Na USP são como feudos, são grupos que se constituem, sobretudo como política corporativa, controle das editoras, acesso aos jornais, e esses grupos são muito paroquiais. É raro as pessoas entabularem uma discussão intelectual. Eu tenho a impressão de que é um ambiente viciado, no qual o debate propriamente intelectual não conta muito. Nós não temos uma tradição plural. Ao contrário, temos uma tradição muito fechada e autoritária e sentimos isso dentro das universidades. (MORAES e REGO, 2002, p. 209)

Este paroquialismo e política coorporativa da USP buscou se estender tanto a ANPUH quanto a RBH, muito embora, como vimos, tenha tido de fazer determinadas concessões aos professores e ao PPGH da UNICAMP, com quem rivalizavam e, sobretudo, dividiram os espaços institucionais e de publicação da

ANPUH ao longo da década de 1980. Neste sentido, por mais que a RBH tenha expressado algumas das transformações pelas quais a historiografia produzida no período, ou parte dela, passou, ela não expressa sua pluralidade e diversidade, uma vez que deixa de fora e interdita vários debates presentes e constitutivos daquele momento, como por exemplo, o que se dá em torno da historiografia da escravidão silenciando e marginalizando determinadas perspectivas e abordagens ainda bastante significativas à época, em especial as abordagens marxistas mais tradicionais representadas por Gorender.
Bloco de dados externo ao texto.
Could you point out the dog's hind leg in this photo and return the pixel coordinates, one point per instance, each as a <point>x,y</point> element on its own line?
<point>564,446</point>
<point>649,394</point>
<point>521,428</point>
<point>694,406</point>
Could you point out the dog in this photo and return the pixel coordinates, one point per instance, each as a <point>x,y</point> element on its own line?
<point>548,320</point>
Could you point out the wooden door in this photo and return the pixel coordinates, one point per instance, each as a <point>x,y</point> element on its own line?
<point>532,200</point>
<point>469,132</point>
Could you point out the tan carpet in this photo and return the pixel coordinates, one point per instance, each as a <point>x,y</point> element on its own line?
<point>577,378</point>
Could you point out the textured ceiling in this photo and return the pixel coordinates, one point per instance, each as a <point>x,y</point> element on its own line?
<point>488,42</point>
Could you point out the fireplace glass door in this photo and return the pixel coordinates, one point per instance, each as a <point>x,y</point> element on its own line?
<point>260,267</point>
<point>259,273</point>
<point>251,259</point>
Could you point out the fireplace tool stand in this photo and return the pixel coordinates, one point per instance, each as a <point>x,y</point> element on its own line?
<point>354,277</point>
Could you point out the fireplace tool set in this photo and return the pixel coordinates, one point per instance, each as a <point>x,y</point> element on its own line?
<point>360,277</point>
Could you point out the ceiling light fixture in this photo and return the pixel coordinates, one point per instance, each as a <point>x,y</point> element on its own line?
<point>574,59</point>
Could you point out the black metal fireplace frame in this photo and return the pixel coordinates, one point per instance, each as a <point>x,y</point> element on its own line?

Nos anos 1980, portanto, apesar de apontar para uma abertura e renovação de tendências a RBH se constituiu muito mais como um espaço de legitimação de determinadas estruturas e hierarquias institucionais, a exemplo dos PPGHs da USP e da UNICAMP, e da consolidação de determinadas tradições historiográficas, de uma determinada tradição francesa – ligada aos Annales, como requer certa memória – no primeiro programa e uma tradição anglo- saxônica, de matriz inglesa, no segundo. Parafraseando Dias, a RBH ao longo da década de 1980 se tornou um feudo, onde os grupos de historiadores que se constituíram naqueles departamentos controlaram, a partir de uma estratégia política corporativa, sua editoria e definiram os temas, objetos, abordagens, perspectivas e os nomes que comporiam ou seriam colocados como renovadores do que diziam ser a própria historiografia brasileira. Como constatou Michel de Certeau, em obra já clássica, o que permite ou possibilita o discurso historiográfico é o seu lugar social de produção (CERTEAU, 1982.). E a escrita da história circulada na RBH é um exemplo disto.